Não pode haver inversão da história. O Bolsonaro é filho do Moro, e não o Moro cria do Bolsonaro. Nessa disputa toda, os dois são bandidos, mas é o Bolsonaro que é a cria e não o contrário. E os dois são filhos das mentiras inventadas pela Globo.
— Lula (@LulaOficial) April 25, 2020
"Essa crise é fundamental para o partido que entende Moro como inimigo a longo prazo. O PT deveria liderar no plano legislativo, como principal força interna, por possuir a maior bancada de oposição individual de partido, e também porque o PT foi para o segundo turno com o Bolsonaro. Mas ele se vê na possibilidade de também ajudar a atacar Sergio Moro”, afirma Pimentel.
Moro sai ainda menor do que entrou. O falso herói contra a corrupção protegeu os corruptos da família Bolsonaro e jamais defendeu democracia ameaçada pelo chefe. Sai humilhado depois de fazer o serviço sujo. Uma pergunta o perseguirá: Cadê o Queiroz, Sergio Moro?
— Gleisi Hoffmann (@gleisi) April 24, 2020
Para a cientista política e professora da Facho, Priscila Lapa, esse lado "moderado" dos petistas é uma estratégia de não invalidar o argumento utilizado durante o processo de impeachment da ex-presidente Dilma Rousseff, em 2016. "O partido colocou que o impeachment só é cabível quando houver motivos juridicamente claros, e que qualquer movimento sem essa base se colocaria como golpe", relembra a especialista. A cautela, neste momento, seria para preservar esse argumento e utilizar esse instrumento político no momento certo.
Ainda segundo Priscila, a abertura de um impeachment também depende da força congressual e do apoio de lideranças políticas que sejam capazes de mobilizar a opinião pública. "Esses elementos estão presentes de forma preliminar, não existe consistência", pontua.
O cientista político Ernani Carvalho explica que neste momento é mais fácil enxergar que as forças de ataque do PT estão mais voltadas para o ex-juiz da Lava Jato. "A motivação por trás disso é uma leitura de que Sergio Moro seria um potencial candidato a presidente em 2022, muito mais forte do que o presidente Jair Bolsonaro.
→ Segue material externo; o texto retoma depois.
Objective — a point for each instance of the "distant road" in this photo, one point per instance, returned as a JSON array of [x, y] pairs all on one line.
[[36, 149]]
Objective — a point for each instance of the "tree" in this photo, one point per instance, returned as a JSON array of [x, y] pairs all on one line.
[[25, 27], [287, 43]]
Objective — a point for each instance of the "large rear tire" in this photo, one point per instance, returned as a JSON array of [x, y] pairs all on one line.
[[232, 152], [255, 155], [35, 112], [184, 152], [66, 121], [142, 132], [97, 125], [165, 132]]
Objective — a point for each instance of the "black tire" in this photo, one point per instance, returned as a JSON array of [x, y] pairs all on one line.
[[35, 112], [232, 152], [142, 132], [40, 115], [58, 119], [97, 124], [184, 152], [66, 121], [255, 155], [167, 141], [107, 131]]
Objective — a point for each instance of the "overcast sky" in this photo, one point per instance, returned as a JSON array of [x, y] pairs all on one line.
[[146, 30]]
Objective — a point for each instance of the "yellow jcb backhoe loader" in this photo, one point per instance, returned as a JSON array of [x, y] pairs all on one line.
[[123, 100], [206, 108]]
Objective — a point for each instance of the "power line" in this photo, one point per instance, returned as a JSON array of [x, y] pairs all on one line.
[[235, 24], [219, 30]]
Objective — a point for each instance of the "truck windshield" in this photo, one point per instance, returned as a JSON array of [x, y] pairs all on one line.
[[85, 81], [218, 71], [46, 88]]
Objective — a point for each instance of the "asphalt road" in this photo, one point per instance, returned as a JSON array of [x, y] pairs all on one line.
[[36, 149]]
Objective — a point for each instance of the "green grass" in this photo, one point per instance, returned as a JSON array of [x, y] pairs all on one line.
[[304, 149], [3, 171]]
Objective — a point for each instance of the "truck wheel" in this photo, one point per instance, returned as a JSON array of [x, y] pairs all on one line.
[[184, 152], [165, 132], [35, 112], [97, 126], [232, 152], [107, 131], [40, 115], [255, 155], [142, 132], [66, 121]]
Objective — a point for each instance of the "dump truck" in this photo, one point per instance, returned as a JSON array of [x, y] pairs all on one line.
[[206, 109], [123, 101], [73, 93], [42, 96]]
O que pode ser tratado por alguns como vingança política”, declara Carvalho.
“Fora, Bolsonaro”
A adesão do PT ao "fora, Bolsonaro" foi oficializada no dia 22 de abril pelo Diretório Nacional do partido. Em nota, os dirigentes afirmaram que, "o Brasil e as instituições estão diante de uma escolha entre Bolsonaro ou a democracia. Entre Bolsonaro ou a retomada do crescimento econômico e da inclusão social. Entre Bolsonaro ou a defesa da vida."
Em entrevista à Rádio Povo do Ceará, o ex-presidente Lula afirmou que era preciso começar o "fora, Bolsonaro”, por não ser mais possível permitir que o presidente "destrua a democracia". "As instituições já deveriam ter reagido. A única coisa que o Bolsonaro não faz é dizer onde está o Queiroz e quem mandou matar a Marielle. Ele não responde", criticou o líder petista.